I believe I can achieve faster times by migrating away from using the "for" loops and allowing Pandas to calculate the distances between the two tables "Directly" using the geopy.distance.geodesic function.
I am just unsure how to even approach this...
- How do I get it to iterate through rows without using a for loop?
- How do I maintain using my "lists/arrays" in my locations["Pokestops"] column?
- Will it even be faster?
I know there is a library called GeoPandas, but this requires conda, and will mean I need to step away from being able to use my arrays/lists in the column Locations["Pokestops"]. (I also have 0 knowlege on how to use GeoPandas to be fair)
I know very broad questions like this are generally shunned, but I am fully self-taught in python, trying to achieve what is most likely too complicated of a script for my level.
I've made it this far, I just need this last step to make it more efficient.
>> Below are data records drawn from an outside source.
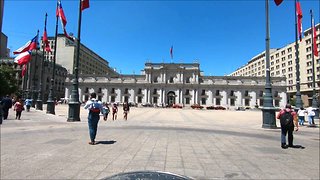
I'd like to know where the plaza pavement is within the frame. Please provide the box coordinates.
[0,105,320,179]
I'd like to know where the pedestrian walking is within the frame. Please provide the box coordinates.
[0,96,3,124]
[298,107,306,126]
[1,95,12,120]
[306,107,316,126]
[13,99,24,120]
[24,97,32,112]
[103,103,110,121]
[277,104,299,149]
[123,102,130,120]
[84,93,103,145]
[112,103,118,121]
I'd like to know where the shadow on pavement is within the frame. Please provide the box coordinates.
[97,140,117,144]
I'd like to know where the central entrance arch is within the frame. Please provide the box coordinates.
[167,91,176,106]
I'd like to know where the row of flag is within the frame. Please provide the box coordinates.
[13,0,89,77]
[274,0,319,57]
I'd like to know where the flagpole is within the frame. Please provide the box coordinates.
[310,9,319,119]
[294,0,302,110]
[262,0,277,129]
[30,29,39,108]
[47,3,58,114]
[37,13,48,110]
[67,0,82,122]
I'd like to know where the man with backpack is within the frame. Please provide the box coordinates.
[277,104,299,149]
[84,93,103,145]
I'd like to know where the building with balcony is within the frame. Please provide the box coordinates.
[230,24,320,106]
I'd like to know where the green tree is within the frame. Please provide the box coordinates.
[0,66,18,96]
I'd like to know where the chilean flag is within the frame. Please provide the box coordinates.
[42,27,51,52]
[274,0,283,6]
[21,64,27,77]
[170,46,173,59]
[312,19,319,57]
[14,51,31,65]
[13,35,38,54]
[296,1,302,41]
[56,0,70,38]
[81,0,89,11]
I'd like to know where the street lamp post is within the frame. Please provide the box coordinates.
[294,0,302,111]
[262,0,277,129]
[67,0,82,122]
[47,11,58,114]
[310,10,319,119]
[37,13,48,110]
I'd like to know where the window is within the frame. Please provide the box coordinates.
[153,97,158,104]
[230,90,234,96]
[201,98,206,105]
[307,54,312,59]
[153,77,158,83]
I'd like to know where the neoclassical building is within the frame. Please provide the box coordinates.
[65,63,287,108]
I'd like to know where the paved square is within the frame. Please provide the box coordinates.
[0,105,320,179]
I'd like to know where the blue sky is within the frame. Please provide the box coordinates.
[2,0,320,76]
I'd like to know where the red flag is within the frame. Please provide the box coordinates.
[42,28,51,52]
[13,34,38,54]
[21,64,27,77]
[170,46,173,59]
[296,1,302,41]
[56,0,70,38]
[14,51,31,65]
[312,19,319,57]
[81,0,89,11]
[274,0,283,6]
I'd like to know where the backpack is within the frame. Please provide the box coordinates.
[90,101,100,114]
[280,111,293,126]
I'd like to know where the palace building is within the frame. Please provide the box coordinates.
[65,63,287,108]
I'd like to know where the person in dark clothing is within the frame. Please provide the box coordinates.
[84,93,103,145]
[1,95,12,120]
[277,104,299,149]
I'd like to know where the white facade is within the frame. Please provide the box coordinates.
[65,63,287,108]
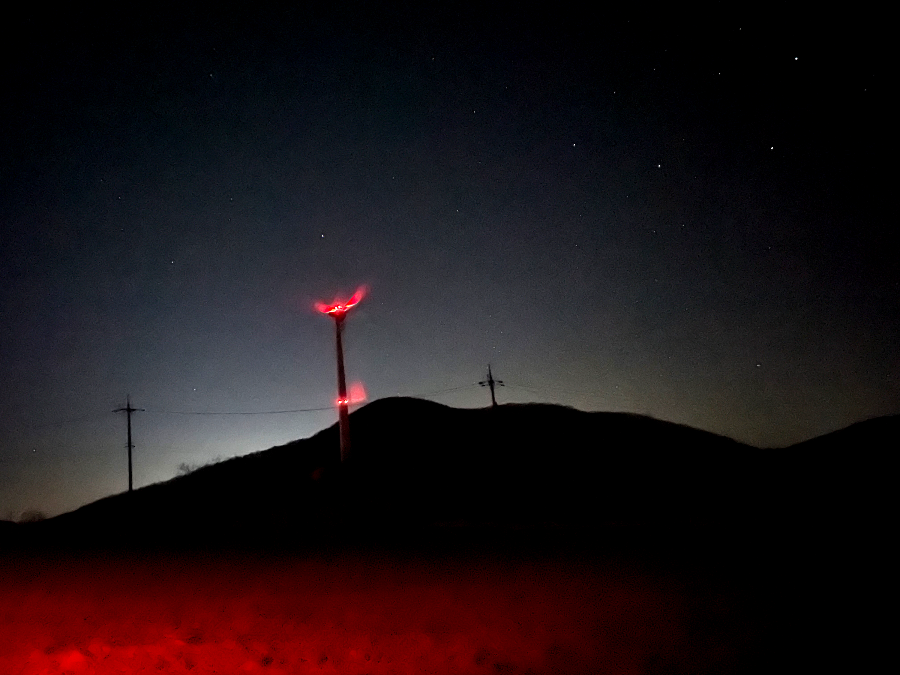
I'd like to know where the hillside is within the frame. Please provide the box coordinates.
[15,398,896,545]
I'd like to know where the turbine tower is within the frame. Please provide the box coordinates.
[316,287,365,462]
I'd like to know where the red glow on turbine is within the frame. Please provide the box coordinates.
[315,286,366,316]
[335,382,367,406]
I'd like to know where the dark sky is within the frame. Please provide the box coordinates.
[0,3,900,518]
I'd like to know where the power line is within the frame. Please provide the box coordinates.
[147,406,334,415]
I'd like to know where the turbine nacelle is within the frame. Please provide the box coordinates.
[315,286,366,319]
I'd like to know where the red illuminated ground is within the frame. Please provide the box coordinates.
[0,540,760,675]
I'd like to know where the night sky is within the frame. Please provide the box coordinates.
[0,3,900,518]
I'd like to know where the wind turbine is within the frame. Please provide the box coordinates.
[315,286,366,462]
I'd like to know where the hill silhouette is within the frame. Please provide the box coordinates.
[19,398,898,545]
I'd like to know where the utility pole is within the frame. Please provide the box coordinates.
[113,394,144,492]
[478,363,506,408]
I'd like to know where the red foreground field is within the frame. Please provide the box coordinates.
[0,552,740,675]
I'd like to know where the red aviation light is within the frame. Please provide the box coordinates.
[334,382,367,406]
[315,286,366,316]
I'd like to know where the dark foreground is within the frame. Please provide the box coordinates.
[0,528,779,675]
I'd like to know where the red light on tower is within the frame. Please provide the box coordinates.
[315,286,366,462]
The script is fully working, and provides the required results, it simply takes too long to run due to the nested for loops.
Any advise/ideas are greatly appreciated, and keep in mind my knowlege on python/Pandas is somewhat limited and i do not know all the functions/terminology.
EDIT #1:
Thank you @Finn, although this solution has caused me to significantly alter my main body, this is working as intended.
With the new matrix, I am filtering everything> 0.07 to be NaN.
Lat Long Count 0 1 2 3 4
82 -33.904620 18.402612 5 NaN NaN NaN 0.052401 NaN
75 -33.904620 18.400183 5 NaN NaN NaN NaN 0.053687
120 -33.903579 18.401224 5 NaN NaN NaN NaN NaN
68 -33.904967 18.402612 5 NaN 0.044402 NaN 0.015147 NaN
147 -33.902885 18.400877 5 NaN NaN NaN NaN NaN
89 -33.904273 18.400183 5 NaN NaN NaN NaN NaN
182 -33.901844 18.398448 4 NaN NaN NaN NaN NaN
54 -33.905314 18.402612 4 NaN 0.020793 NaN 0.026215 NaN
183 -33.901844 18.398795 4 NaN NaN NaN NaN NaN
184 -33.901844 18.399142 4 NaN NaN NaN NaN NaN
The problem I face now is step 5 in my original post.
Can you advise how I would go about removing all columns that do NOT contain NaN in the 1st row?
The only info I can find is removing columns if ANY value in any row is not NaN.. I have tried every combination of .dropna() I could find online.